Jesus is Lord

Jesus is Lord

by | 28 Jun 2017

General Superintendent David A. Busic delivered the Board of General Superintendents’ Quadrennial Address 26 June at the Church of the Nazarene’s 29th General Assembly.

Titled “Jesus is Lord,” the report revealed statistical summaries for the general church and its six world regions. Busic celebrated the church’s growth in membership, churches, and diversity in the last four years.

Looking ahead to the next quadrennium, Busic asked “Can we become a movement again?”

He continued:

We are living in unprecedented times. There are seismic cultural shifts affecting every continent on earth. In just two decades we have seen the shift from industrial to information – from Gutenberg to Google; from rural to urban; from modern thinking to post-modern thinking. It is a hinge of history that our grandparents and those before them could never have imagined. We will not return to what once was. 

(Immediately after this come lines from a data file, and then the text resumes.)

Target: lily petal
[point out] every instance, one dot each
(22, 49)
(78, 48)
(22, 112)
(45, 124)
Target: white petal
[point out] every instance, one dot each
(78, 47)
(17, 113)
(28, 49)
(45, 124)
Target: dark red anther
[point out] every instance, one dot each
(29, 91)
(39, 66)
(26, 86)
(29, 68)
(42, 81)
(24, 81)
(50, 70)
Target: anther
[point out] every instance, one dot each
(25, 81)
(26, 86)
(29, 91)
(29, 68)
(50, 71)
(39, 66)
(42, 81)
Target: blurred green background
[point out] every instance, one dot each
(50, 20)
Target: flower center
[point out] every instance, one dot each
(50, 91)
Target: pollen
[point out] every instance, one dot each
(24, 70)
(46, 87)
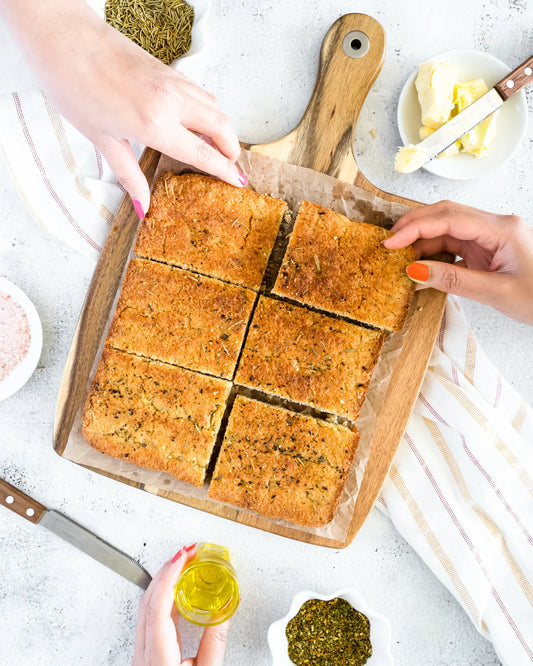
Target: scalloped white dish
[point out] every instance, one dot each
(25, 369)
(380, 632)
(199, 30)
(511, 121)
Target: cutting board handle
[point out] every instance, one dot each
(351, 58)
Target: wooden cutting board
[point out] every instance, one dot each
(351, 58)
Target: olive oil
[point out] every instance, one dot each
(207, 591)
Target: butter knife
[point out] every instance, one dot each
(75, 534)
(463, 122)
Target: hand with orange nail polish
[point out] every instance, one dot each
(495, 251)
(158, 640)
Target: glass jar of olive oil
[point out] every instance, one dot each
(207, 591)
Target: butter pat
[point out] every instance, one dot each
(410, 158)
(476, 142)
(424, 132)
(435, 85)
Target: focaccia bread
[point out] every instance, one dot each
(154, 415)
(282, 464)
(309, 357)
(172, 315)
(338, 265)
(210, 227)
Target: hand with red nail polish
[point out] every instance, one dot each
(495, 251)
(157, 640)
(114, 92)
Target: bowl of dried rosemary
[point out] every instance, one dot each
(330, 629)
(170, 30)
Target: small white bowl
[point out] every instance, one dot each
(380, 633)
(511, 122)
(24, 370)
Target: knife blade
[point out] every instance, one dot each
(73, 533)
(463, 122)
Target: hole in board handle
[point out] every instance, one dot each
(356, 44)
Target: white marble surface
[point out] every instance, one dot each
(59, 607)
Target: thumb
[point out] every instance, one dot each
(122, 161)
(212, 645)
(482, 286)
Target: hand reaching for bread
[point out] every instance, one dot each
(496, 251)
(114, 92)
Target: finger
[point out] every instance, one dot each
(440, 209)
(161, 601)
(427, 247)
(484, 287)
(213, 123)
(462, 222)
(140, 631)
(189, 148)
(212, 645)
(122, 161)
(485, 233)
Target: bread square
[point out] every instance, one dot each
(309, 357)
(208, 226)
(172, 315)
(154, 415)
(339, 265)
(282, 464)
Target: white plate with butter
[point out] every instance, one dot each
(510, 123)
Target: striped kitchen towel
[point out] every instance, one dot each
(460, 489)
(67, 186)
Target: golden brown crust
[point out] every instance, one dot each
(339, 265)
(281, 464)
(154, 415)
(205, 225)
(171, 315)
(309, 357)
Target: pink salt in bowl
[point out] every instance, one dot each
(21, 338)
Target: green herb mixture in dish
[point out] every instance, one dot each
(161, 27)
(329, 633)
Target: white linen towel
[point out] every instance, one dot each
(460, 489)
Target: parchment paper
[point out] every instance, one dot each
(293, 184)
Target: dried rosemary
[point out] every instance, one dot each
(161, 27)
(329, 633)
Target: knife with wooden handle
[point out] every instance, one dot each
(75, 534)
(472, 115)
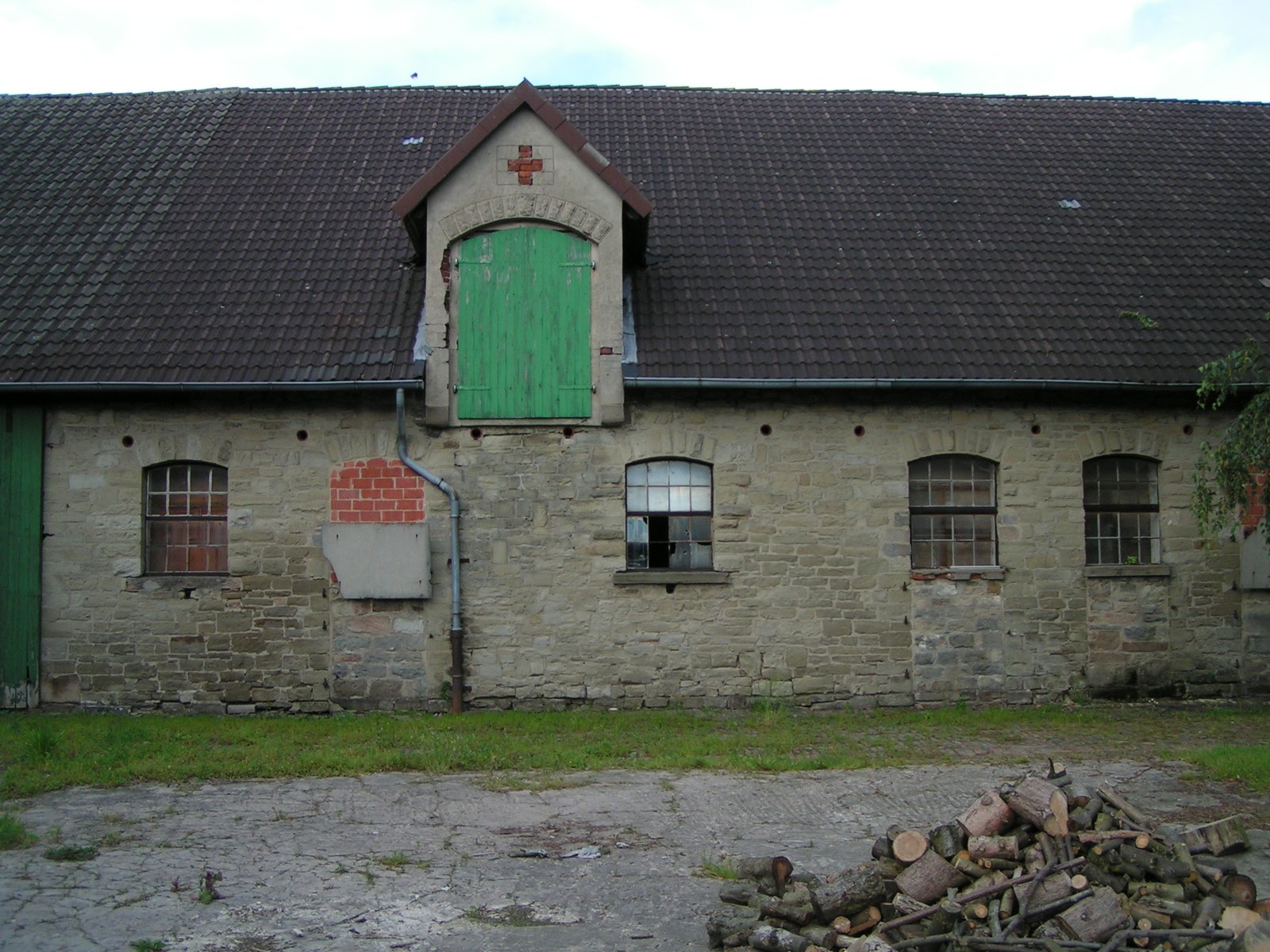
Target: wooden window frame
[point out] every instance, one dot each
(1122, 526)
(952, 513)
(654, 531)
(184, 518)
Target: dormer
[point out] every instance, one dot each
(525, 232)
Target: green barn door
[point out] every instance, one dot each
(22, 431)
(525, 325)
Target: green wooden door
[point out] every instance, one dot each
(524, 325)
(22, 431)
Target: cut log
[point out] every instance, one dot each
(872, 943)
(908, 846)
(740, 894)
(948, 839)
(1164, 869)
(768, 939)
(1110, 797)
(930, 877)
(992, 847)
(1083, 818)
(1048, 890)
(1151, 916)
(1237, 919)
(1254, 939)
(791, 912)
(770, 873)
(864, 922)
(1039, 803)
(821, 936)
(854, 892)
(1079, 795)
(728, 923)
(1094, 919)
(986, 816)
(1208, 913)
(1222, 837)
(1242, 889)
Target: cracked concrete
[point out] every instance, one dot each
(425, 863)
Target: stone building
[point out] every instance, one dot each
(863, 399)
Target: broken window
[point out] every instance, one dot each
(952, 512)
(668, 509)
(187, 520)
(1122, 511)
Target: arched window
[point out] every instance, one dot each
(668, 509)
(187, 520)
(952, 512)
(1122, 511)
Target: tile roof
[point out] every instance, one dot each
(247, 235)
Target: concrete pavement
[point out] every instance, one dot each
(437, 863)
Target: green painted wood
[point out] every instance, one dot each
(21, 492)
(525, 325)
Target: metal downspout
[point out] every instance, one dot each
(456, 628)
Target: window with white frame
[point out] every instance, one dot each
(1122, 511)
(187, 520)
(668, 511)
(952, 512)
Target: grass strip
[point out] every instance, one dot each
(41, 752)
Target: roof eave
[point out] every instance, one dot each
(908, 384)
(156, 387)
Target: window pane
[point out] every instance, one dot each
(186, 513)
(679, 473)
(637, 543)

Whether we are comfortable with it or not, we find ourselves in a pivotal time for Christianity. We are in mostly uncharted waters. We appreciate the legacy of John Wesley, but Wesley alone will not do. We are grateful for the vision of Phineas Bresee, but Bresee alone will not do. We have to go back to the first Nazarene. We have to go back to Jesus. He is our calibration point. We correspond to Him. We realign to Him. We must re-Jesus the church. Too much is at stake for anything less. 

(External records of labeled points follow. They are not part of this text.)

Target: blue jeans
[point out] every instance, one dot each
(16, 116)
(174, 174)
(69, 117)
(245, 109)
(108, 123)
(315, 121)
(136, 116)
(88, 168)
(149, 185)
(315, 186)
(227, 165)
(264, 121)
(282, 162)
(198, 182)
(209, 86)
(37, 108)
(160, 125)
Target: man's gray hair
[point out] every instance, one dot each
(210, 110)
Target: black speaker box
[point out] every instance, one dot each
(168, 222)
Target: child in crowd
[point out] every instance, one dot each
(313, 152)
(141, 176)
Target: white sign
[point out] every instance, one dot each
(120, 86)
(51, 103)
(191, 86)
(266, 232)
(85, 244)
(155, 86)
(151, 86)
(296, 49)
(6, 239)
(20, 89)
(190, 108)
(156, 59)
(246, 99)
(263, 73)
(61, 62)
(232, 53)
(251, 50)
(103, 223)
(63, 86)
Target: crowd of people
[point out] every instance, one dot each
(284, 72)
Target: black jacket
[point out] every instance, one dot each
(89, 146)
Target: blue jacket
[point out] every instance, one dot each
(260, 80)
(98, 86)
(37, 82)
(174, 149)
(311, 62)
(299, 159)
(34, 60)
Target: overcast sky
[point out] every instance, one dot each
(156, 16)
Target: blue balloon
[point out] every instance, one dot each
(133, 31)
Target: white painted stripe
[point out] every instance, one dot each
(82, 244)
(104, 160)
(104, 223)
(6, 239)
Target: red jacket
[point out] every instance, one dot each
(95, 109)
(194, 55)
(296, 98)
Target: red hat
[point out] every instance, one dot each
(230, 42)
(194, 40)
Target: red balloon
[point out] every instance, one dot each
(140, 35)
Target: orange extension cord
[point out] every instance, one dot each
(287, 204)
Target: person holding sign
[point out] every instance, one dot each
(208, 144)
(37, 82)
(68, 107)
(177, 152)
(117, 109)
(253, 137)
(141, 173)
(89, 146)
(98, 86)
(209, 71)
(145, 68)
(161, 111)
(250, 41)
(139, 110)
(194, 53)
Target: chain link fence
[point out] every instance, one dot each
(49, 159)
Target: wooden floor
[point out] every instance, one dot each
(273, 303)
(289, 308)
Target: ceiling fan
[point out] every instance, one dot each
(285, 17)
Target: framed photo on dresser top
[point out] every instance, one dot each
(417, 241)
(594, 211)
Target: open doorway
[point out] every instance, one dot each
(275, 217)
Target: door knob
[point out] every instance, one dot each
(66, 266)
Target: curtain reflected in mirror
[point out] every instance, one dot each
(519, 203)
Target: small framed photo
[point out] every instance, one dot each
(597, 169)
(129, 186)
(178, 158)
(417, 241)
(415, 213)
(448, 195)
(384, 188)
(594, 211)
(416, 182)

The seed of the future is in the womb of the present (Alan Hirsch). Not every seed will become a forest, but it can be. Not every spark will become a forest fire, but it can be. The potential is in the seed and the spark. And so it is for the Church of the Nazarene. The seeds of our future are in the womb of the present. The spark of a raging fire is in the soul of the church.

The year was 1944. World War II was raging. In one of the most precarious and uncertain times of the twentieth century, General Superintendent J. B. Chapman spoke these words to the General Assembly: “As a people, we love fire and cannot be content with smoke … Our church is a mechanism that can stand only while it moves forward. To stop is to fall… More self-preservation will mean stagnation for us. Our hope is in aggression. Our church is a force for which the whole world is a field.” 

This kind of movement thinking will require a radical discipleship at every level of the church. It will require us to make mission our organizing principle. It will require us to change whatever keeps us from being fully surrendered to the will and purposes of God. It will require us to believe that Jesus really is Lord and to have the strength and courage to act on it. 

Nazarene Essentials are helpful but not enough. Thankfully we have THE Nazarene essential – Jesus is Lord! And we are not afraid. We are radical optimists of the grace of God and “prisoners of hope” (Zechariah 9:12 NIV). 

“To Him who sits on the throne and to the Lamb be praise and honor and glory and power for ever and ever!” (Revelation 5:13, NIV).